Most international branding agencies overrate their power and influence by a magnitude. As much as they would like to insist otherwise, in everyday life their work has a small impact on the actual service or product their clients provide or manufacture. But by far the biggest impact on the perception of a brand is the quality of that service or product. There are a couple of exceptions, fields where the consumer cant tell the difference between products (say, vodka or water), but in general the consumer is smarter then they paint her.
Describe one experience creating a flexible identity for a client.
Wayne: I have long thought that sameness in branding is overrated. There are situations where a static logo makes sense, specially when used as a quality mark, but there are many other instances where a more varied approach turns out to be superior. Flexible identities need:
1. A client that utilizes many, many brand applications and an attentive audience that will be able to see a wide variety of these applications on a regular basis.
2. Thinking designers also at the level of implementation. Its important good people are involved on all levels.
Design can seem so impersonal and I've read that you want to be able to touch someone's life. Do you think it is possible and have there been any times where someone has told you so?
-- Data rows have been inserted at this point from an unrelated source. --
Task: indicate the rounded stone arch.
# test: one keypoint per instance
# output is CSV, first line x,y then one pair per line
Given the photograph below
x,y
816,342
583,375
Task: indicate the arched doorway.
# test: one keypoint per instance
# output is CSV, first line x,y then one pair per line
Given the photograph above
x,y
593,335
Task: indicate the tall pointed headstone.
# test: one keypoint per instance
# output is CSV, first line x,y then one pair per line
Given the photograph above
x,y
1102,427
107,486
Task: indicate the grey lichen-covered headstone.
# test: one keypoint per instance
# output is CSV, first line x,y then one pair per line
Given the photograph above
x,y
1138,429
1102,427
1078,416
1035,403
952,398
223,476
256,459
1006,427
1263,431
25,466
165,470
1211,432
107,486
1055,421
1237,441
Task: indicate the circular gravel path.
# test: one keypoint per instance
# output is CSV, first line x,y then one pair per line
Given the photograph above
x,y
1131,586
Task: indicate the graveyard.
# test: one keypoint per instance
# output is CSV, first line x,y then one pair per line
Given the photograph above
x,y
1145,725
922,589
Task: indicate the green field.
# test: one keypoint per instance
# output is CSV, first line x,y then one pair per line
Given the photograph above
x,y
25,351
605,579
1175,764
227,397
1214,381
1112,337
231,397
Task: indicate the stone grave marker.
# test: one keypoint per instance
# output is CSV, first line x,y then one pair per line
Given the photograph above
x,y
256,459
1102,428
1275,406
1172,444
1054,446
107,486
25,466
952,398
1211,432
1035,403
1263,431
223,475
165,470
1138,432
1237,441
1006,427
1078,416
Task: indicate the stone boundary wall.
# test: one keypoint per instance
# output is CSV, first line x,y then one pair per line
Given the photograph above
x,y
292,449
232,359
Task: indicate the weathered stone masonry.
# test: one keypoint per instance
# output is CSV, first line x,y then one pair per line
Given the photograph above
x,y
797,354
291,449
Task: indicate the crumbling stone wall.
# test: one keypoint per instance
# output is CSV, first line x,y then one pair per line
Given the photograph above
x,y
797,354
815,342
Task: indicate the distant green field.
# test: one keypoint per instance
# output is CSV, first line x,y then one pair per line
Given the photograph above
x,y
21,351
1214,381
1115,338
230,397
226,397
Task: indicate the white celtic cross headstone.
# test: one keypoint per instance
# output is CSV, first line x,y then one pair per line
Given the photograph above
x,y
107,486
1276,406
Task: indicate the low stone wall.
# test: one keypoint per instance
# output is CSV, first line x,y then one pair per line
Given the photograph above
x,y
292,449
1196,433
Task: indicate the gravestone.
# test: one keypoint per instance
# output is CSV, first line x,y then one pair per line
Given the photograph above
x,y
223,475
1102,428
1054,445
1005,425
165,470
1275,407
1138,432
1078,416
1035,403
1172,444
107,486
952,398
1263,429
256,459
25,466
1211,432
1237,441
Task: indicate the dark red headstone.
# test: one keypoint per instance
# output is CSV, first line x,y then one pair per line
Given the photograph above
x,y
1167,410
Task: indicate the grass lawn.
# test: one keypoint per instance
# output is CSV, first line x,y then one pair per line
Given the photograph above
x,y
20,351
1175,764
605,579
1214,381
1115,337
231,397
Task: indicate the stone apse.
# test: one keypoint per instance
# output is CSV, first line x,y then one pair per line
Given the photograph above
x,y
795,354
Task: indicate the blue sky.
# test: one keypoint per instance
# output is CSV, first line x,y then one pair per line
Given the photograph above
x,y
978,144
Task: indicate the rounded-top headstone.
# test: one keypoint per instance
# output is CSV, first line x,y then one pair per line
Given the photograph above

Wayne: Yes, I do think it's possible, and I do think it's very hard. The only instance where I knew I touched someone's heart for sure was when my friend Reini came to New York from Vienna and was afraid that none of the sophisticated NY women would talk to him and he'd wind up very lonely. We printed a poster with his photo and the headline: "Dear girls, please be nice to Reini" and plastered it all over the Lower East Side. He was touched. And got a girlfriend.
How do you go about inspiration/having ideas?
Wayne: The process I've been using most often has been described by Maltese philosopher Edward DeBono, who suggests starting to think about an idea for a particular project by taking a random object as point of departure. Say, I have to design a pen, and instead of looking at all other pens and thinking about how pens are used and who my target audience is etc., I start thinking about pens using.....(this is me now looking around the hotel room for a random object)....bed spreads. Ok, hotel bedspreads are...sticky....contain many bacteria...., ahh, would be possible to design a pen that is thermo sensitive, so it changes colors where I touch it, yes, that could actually be nice: An all black pen, that becomes yellow on the touching points of fingers/hands...., not so bad, considering it took me all of 30 seconds. Of course, the reason this works is because DeBono's method forces the brain to start out at new and different points of departure, preventing it from falling into a familiar grove it has formed before..
When you're stumped for an idea, what do you do to get your creative juices flowing again?
Wayne: - switch to another project
- use Brian Eno's Oblique Strategy cards (these are directional cards you can randomly pick up. They help to throw you out of a beaten path).
- Think about the project starting with a nonsensical statement: For example, if my problem is to design a car, may statement might be: The car has no wheels. Using this as a beginning thought, I will arrive at solutions from another angle (even though my resulting car might have wheels again)
You've talked before about not having style, but also appreciating the need for style. Can you elaborate about that here?
Wayne: Somebody smarter than me described style/form as the outside of a concept, and the concept the inside of style/form. We used to have a sign in the studio saying style=fart, but I am not so sure about this notion anymore. I found that attention to style can make the delivery of good content easier, so why not pay attention to it. I also found that by changing our own style on every project we stayed much on the surface stylistically and were in danger of ripping off styles developed by other people.